We would recognize the parts of their experience that include light, sound, vibration, taste and smell, but in the unique ways they experience them. We detect those same energies in kind but not in quality.
But then there would be the beyond-human perceptive ranges they know and use that we cannot, and senses and sensors we have no names for. Their world is alien to us, but just another day to Judy and all the other-than-human beings in the soil or water around us every day in our ordinary lives.
Debriefing from that our embedded moment in that alien world, could we find words to describe the “lower-organismic reality” to ourselves or others?
What was it like, we’d want to know. But words only work in the human landscape, with those who share our eyes and ears and skin, limited as they are to what humans can know and call real.
Still: Don’t you wonder?
Oh, how fortunate to be a June bug,
With wings so strong and colors so bright,
To dance in the moonlight, a joyful hug,
And bask in the warmth of summer's light.
Yet, how much more blessed we are,
To be free of the Japanese beetle's fate,
To avoid the gardener's wrath, so far,
And not be deemed a pest, so innate.
For they, too, are insects of the summer,
But their legacy is one of destruction,
Their feeding habits, so greedy and glummer,
Their presence, a gardener's frustration.

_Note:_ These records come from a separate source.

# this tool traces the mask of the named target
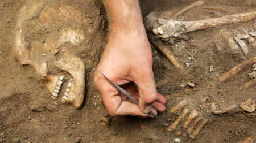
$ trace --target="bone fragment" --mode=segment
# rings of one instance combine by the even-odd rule
[[[64,77],[65,77],[64,76],[60,76],[59,79],[60,80],[63,80]]]
[[[240,103],[239,107],[249,112],[255,111],[255,102],[253,99],[249,99]]]
[[[195,84],[193,83],[191,83],[191,82],[187,82],[188,85],[189,85],[189,86],[191,86],[191,88],[195,88]]]
[[[255,71],[253,71],[253,72],[249,73],[249,77],[251,79],[255,78],[256,77],[256,72]]]
[[[68,98],[66,101],[76,108],[79,108],[84,102],[85,86],[85,67],[84,62],[68,51],[64,51],[60,60],[54,62],[54,64],[58,68],[67,71],[72,76],[73,86],[70,89],[68,96],[66,97]]]
[[[181,10],[180,11],[179,11],[177,13],[176,13],[176,14],[175,14],[173,16],[174,19],[176,19],[177,17],[180,15],[180,14],[183,14],[184,12],[185,12],[185,11],[191,10],[195,7],[197,6],[199,6],[202,5],[203,4],[204,4],[204,2],[203,1],[198,1],[197,2],[195,2],[194,3],[192,3],[192,4],[191,4],[190,5],[185,7],[185,8],[184,8],[183,9]]]
[[[217,85],[221,83],[225,82],[228,79],[237,75],[241,71],[248,68],[256,63],[256,57],[245,62],[237,65],[236,67],[224,73],[213,81],[213,85]]]
[[[240,87],[239,89],[242,89],[248,88],[250,87],[252,87],[255,85],[256,85],[256,78],[254,78],[253,80],[251,80],[251,81],[246,83],[244,85]]]
[[[169,127],[168,127],[167,130],[168,131],[172,131],[176,129],[177,125],[179,124],[180,122],[183,119],[183,118],[187,115],[188,112],[189,110],[188,109],[184,109],[182,111],[180,115],[177,118],[177,119]]]
[[[229,112],[232,111],[233,110],[235,109],[237,107],[237,105],[236,105],[236,104],[232,105],[231,105],[230,106],[228,106],[228,107],[226,107],[223,110],[216,110],[216,111],[213,112],[213,114],[223,114],[223,113],[228,113],[228,112]]]
[[[191,121],[198,115],[198,112],[196,111],[196,110],[193,110],[191,113],[188,116],[188,118],[187,118],[186,121],[183,124],[183,128],[185,129],[188,127],[188,125],[191,122]]]
[[[183,83],[182,83],[182,84],[180,85],[180,87],[181,87],[181,88],[185,88],[185,86],[187,86],[187,85],[188,85],[188,83],[187,83],[187,82],[184,82]]]
[[[250,35],[251,35],[251,36],[254,37],[254,36],[256,36],[256,31],[251,31],[251,32],[249,32],[249,34]]]
[[[250,35],[248,34],[238,34],[237,38],[238,39],[246,39],[250,37]]]
[[[201,129],[208,121],[208,119],[203,119],[201,123],[198,125],[197,128],[193,132],[193,133],[189,135],[189,137],[192,139],[195,139],[196,138],[196,136],[197,136],[197,135],[200,133]]]
[[[188,103],[188,101],[185,99],[181,101],[179,104],[171,109],[171,113],[174,113],[175,111],[179,110]]]
[[[54,97],[54,96],[51,96],[51,97],[52,97],[52,98],[55,99],[55,100],[57,99],[57,98],[55,97]]]
[[[191,123],[191,125],[190,125],[189,128],[188,129],[188,133],[191,133],[192,131],[195,128],[197,123],[200,121],[203,118],[197,118],[192,123]]]
[[[162,45],[158,44],[156,41],[153,40],[153,37],[148,36],[148,40],[150,42],[156,47],[159,50],[160,50],[164,55],[167,58],[167,59],[172,63],[172,64],[177,68],[182,69],[181,66],[177,62],[175,57],[172,54],[171,51],[168,50],[166,47],[162,46]]]
[[[241,48],[242,49],[242,50],[243,50],[243,54],[245,54],[245,55],[248,54],[249,50],[248,50],[248,47],[246,46],[245,43],[242,41],[241,40],[234,37],[234,40],[237,42],[237,43],[240,46]]]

So let us count our blessings, we June bugs,
For the gift of life, so free and so grand,
And not take for granted, our humble hugs,
As we journey through summer's wonderland.
For in the end, it matters not the name,
But the joy of living, in all its glory,
And the fortune we have, to play life's game,
A part of nature's endless story.
Oh, the joy of having the perception of a June bug,
To see the world through its eyes, oh what a thrill!
The colors of the sky, the blades of grass, so snug,
The beauty of nature, oh how it can instill
A sense of wonder and awe, as we fly and roam,
The world below us, so vast and so grand,
The wind in our wings, the freedom to roam,
The joy of living, so grand and so unplanned.
The buzzing of bees, the chirping of birds,
The rustling of leaves, the scent of the earth,
All these and more, our senses are stirred,
As we revel in the joy of our June bug birth.
So let us cherish this gift, this wondrous perception,
And embrace the world with all its beauty and grace,
For in the eyes of a June bug, we find perfection,
And a reminder of life's endless embrace.